In German criminal law , bodily harm is regulated in § 223 to § 231 ( offenses against physical integrity ) and § 340 ( offenses in office ) of the Criminal Code. In the course of the major criminal law reform, the content and numbering were changed by the Sixth Law for the Reform of Criminal Law (6th StrRG).


The basic offense of bodily harm is standardized in § 223 StGB:

(1) Anyone who physically abuses another person or damages their health is punished with imprisonment for up to five years or with a fine .

(2) The attempt is punishable.

Objective fact

On the objective side, all crimes that limit the physical integrity of a person (physical harm to animals is not possible) require physical abuse or damage to health . A physical abuse is any bad, inappropriate treatment that affects the physical well-being or physical integrity not only irrelevant. In the context of physical well-being , the state before the act is compared with that after the act. If the condition is worse than before, then physical well-being can be impaired. The actual infliction of pain is irrelevant. Mental impairment can only be considered physical abuse if it has a significant impact on physical wellbeing. The physical integrity is impaired if there has been an injury to a substance, a loss of substance, a reduction in physical functions or a physical disfigurement. Damage to health is the creation or intensification of a pathological condition, i.e. a condition that deviates from the normal functioning of the body, even if it is only temporary. The victim's pain is usually not a pathological condition but, on the contrary, a sign of normal functioning of the body. The situation is different with chronic pain. Even cutting off the hair meets the offense of assault in the variant of physical abuse.

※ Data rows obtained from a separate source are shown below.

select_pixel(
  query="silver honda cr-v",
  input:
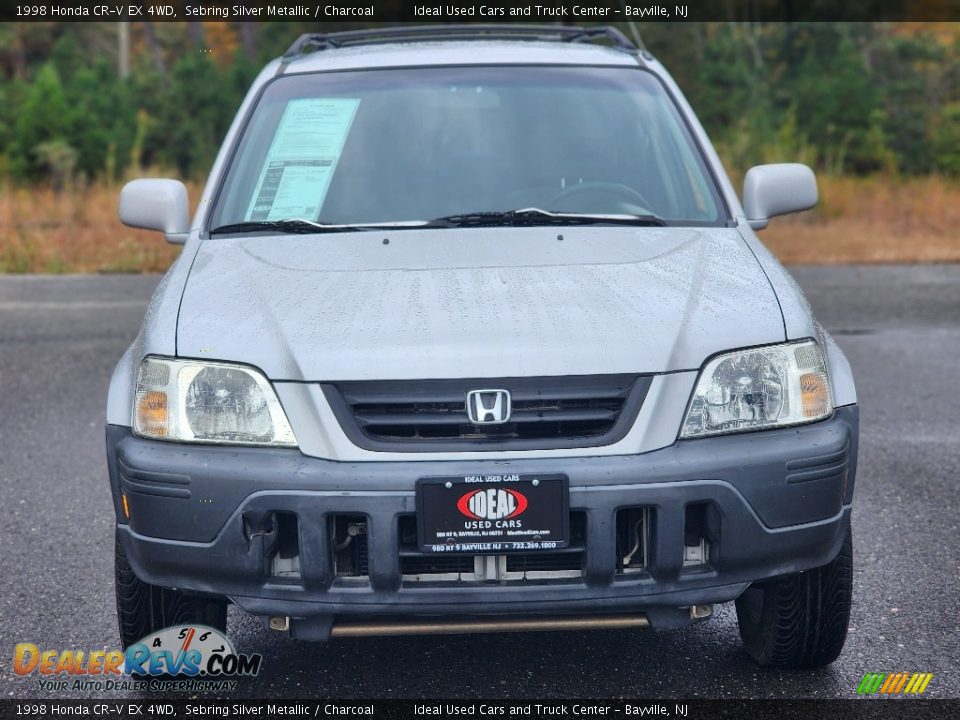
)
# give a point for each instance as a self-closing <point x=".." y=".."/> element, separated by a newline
<point x="471" y="332"/>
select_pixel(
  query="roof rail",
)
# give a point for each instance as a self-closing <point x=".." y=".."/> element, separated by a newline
<point x="312" y="42"/>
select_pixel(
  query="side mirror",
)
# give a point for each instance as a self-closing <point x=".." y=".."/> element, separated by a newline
<point x="770" y="190"/>
<point x="154" y="204"/>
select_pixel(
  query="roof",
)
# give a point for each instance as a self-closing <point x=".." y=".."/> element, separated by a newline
<point x="453" y="44"/>
<point x="461" y="52"/>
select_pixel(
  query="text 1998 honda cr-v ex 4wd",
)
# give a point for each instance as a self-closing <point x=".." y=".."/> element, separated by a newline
<point x="472" y="333"/>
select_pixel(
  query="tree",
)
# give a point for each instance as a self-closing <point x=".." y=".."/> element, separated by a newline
<point x="42" y="118"/>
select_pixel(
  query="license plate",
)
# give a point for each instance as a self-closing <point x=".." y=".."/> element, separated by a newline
<point x="493" y="513"/>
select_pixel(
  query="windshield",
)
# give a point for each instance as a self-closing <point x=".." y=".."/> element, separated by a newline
<point x="414" y="145"/>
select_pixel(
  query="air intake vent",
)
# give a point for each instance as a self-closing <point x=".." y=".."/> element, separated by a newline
<point x="432" y="415"/>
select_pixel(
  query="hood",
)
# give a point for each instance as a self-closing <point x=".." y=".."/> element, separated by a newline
<point x="479" y="302"/>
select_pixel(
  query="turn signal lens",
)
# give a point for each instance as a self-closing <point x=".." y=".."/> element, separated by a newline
<point x="759" y="388"/>
<point x="208" y="402"/>
<point x="152" y="416"/>
<point x="815" y="393"/>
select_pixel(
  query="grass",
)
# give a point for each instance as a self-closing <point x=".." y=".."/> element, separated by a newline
<point x="859" y="220"/>
<point x="74" y="231"/>
<point x="872" y="220"/>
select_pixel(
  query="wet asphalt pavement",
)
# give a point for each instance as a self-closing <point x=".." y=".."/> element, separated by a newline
<point x="900" y="327"/>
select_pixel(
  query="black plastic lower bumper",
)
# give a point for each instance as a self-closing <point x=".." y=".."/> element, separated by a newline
<point x="781" y="500"/>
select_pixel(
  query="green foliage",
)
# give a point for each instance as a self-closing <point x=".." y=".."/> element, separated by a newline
<point x="946" y="140"/>
<point x="856" y="98"/>
<point x="42" y="118"/>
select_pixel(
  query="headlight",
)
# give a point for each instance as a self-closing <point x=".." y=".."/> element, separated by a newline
<point x="192" y="401"/>
<point x="760" y="388"/>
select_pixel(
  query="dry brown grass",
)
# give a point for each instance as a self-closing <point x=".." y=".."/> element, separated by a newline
<point x="873" y="220"/>
<point x="74" y="231"/>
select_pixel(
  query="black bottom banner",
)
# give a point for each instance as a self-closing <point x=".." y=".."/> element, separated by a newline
<point x="409" y="709"/>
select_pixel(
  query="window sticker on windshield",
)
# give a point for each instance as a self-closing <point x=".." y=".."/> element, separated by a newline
<point x="302" y="158"/>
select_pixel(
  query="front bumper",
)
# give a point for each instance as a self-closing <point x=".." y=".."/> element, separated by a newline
<point x="782" y="501"/>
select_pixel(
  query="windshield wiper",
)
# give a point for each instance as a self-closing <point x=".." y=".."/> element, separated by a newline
<point x="307" y="227"/>
<point x="536" y="216"/>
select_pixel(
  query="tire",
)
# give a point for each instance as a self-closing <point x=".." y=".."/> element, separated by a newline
<point x="143" y="608"/>
<point x="799" y="621"/>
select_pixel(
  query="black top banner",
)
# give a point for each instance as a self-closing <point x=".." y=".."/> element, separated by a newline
<point x="541" y="11"/>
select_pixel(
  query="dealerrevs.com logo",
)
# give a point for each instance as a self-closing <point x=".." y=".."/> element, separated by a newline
<point x="189" y="658"/>
<point x="492" y="504"/>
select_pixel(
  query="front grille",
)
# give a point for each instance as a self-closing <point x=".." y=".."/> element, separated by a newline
<point x="550" y="412"/>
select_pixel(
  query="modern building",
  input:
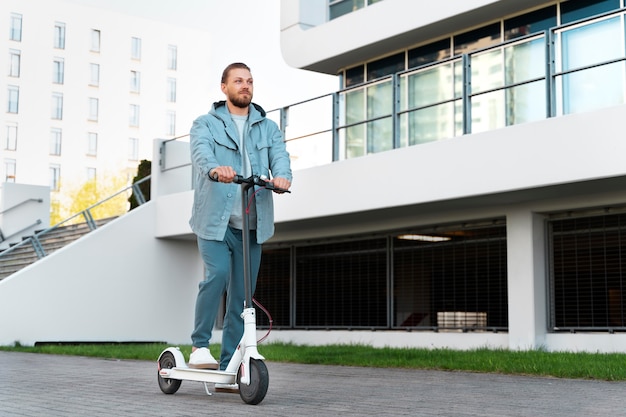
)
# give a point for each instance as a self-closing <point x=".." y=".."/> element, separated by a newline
<point x="463" y="189"/>
<point x="85" y="91"/>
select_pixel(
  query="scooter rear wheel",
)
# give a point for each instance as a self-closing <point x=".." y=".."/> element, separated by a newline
<point x="168" y="385"/>
<point x="259" y="382"/>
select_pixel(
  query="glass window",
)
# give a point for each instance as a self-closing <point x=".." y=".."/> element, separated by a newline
<point x="93" y="109"/>
<point x="590" y="88"/>
<point x="508" y="66"/>
<point x="576" y="10"/>
<point x="477" y="39"/>
<point x="95" y="40"/>
<point x="15" y="28"/>
<point x="10" y="143"/>
<point x="59" y="35"/>
<point x="14" y="62"/>
<point x="135" y="81"/>
<point x="94" y="74"/>
<point x="55" y="141"/>
<point x="9" y="170"/>
<point x="13" y="92"/>
<point x="55" y="177"/>
<point x="172" y="57"/>
<point x="363" y="137"/>
<point x="435" y="94"/>
<point x="433" y="52"/>
<point x="92" y="143"/>
<point x="171" y="90"/>
<point x="171" y="123"/>
<point x="58" y="70"/>
<point x="537" y="21"/>
<point x="135" y="48"/>
<point x="133" y="149"/>
<point x="134" y="115"/>
<point x="385" y="66"/>
<point x="57" y="106"/>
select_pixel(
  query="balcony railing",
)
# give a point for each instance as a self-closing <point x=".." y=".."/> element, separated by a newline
<point x="570" y="69"/>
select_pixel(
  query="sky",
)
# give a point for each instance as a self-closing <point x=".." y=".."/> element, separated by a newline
<point x="245" y="31"/>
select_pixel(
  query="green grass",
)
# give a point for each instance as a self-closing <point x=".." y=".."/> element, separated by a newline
<point x="608" y="367"/>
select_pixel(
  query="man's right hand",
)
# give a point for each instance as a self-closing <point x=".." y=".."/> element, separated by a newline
<point x="224" y="174"/>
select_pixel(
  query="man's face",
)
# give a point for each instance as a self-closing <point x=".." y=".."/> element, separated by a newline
<point x="238" y="87"/>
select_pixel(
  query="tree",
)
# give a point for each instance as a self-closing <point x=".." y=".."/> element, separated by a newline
<point x="75" y="199"/>
<point x="143" y="170"/>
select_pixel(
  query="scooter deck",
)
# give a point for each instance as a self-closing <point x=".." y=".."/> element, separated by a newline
<point x="200" y="375"/>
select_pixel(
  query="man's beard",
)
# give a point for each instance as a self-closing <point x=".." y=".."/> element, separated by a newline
<point x="240" y="101"/>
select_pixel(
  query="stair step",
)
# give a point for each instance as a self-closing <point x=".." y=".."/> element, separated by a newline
<point x="51" y="241"/>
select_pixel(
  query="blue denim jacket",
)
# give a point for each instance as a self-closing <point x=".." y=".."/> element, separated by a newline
<point x="214" y="143"/>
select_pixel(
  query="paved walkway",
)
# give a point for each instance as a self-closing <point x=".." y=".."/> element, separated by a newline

  • physical well-being is z. B. also with fear sweat, sleep or concentration disorders or palpitations, also limited with bullying and (command or order-related) physical overexertion;
  • causing horror, disgust or excitement, generally actions that are below a certain trivial threshold (e.g. spitting at, bumping into someone else by chance, a light blow with a rotten wooden board or even a light kick) do not lead to a physical limitation Well-being i. S. d. Section 223 of the Criminal Code, however, can constitute an offense ( e.g. a slap in the face ).
  • physical integrity is z. B. in making a wound, administering a harmful substance, knocking out teeth, removing a body part, inflicting a bruise, defloration , cutting off hair;
  • a health damage can z. B. from contamination of water or air by toxins or by bringing a harmful substance. Infection with a contagious disease (especially HIV ) is also a health hazard; There is also damage to health when taking X-rays, inducing alcohol intoxication or prescribing addiction-promoting agents.

The medical treatment

According to the Federal Court of Justice, medical treatment can constitute an offense of bodily harm. An intervention that was carried out according to the rules of medical art and that is successful also fulfills the objective criteria of Section 223 of the Criminal Code. It is therefore not enough for the medical professional to act with good intentions . Rather, the medical treatment is usually justified by consent . Therefore, the doctor must dutifully inform the patient before each procedure in order to prevent significant weaknesses of will on the part of the consenting party. In order to avoid the risk of criminal liability, the patient's information and consent is documented in a declaration of consent prior to the operation . However, there are also cases in which the patient's consent cannot be obtained prior to the operation (e.g. emergency operations on unconscious accident victims). As a rule, presumed consent is assumed here. A distinction must be made between this and the hypothetical consent . For the legally standardized peculiarity of bodily harm with the consent of Section 228 StGB, see below.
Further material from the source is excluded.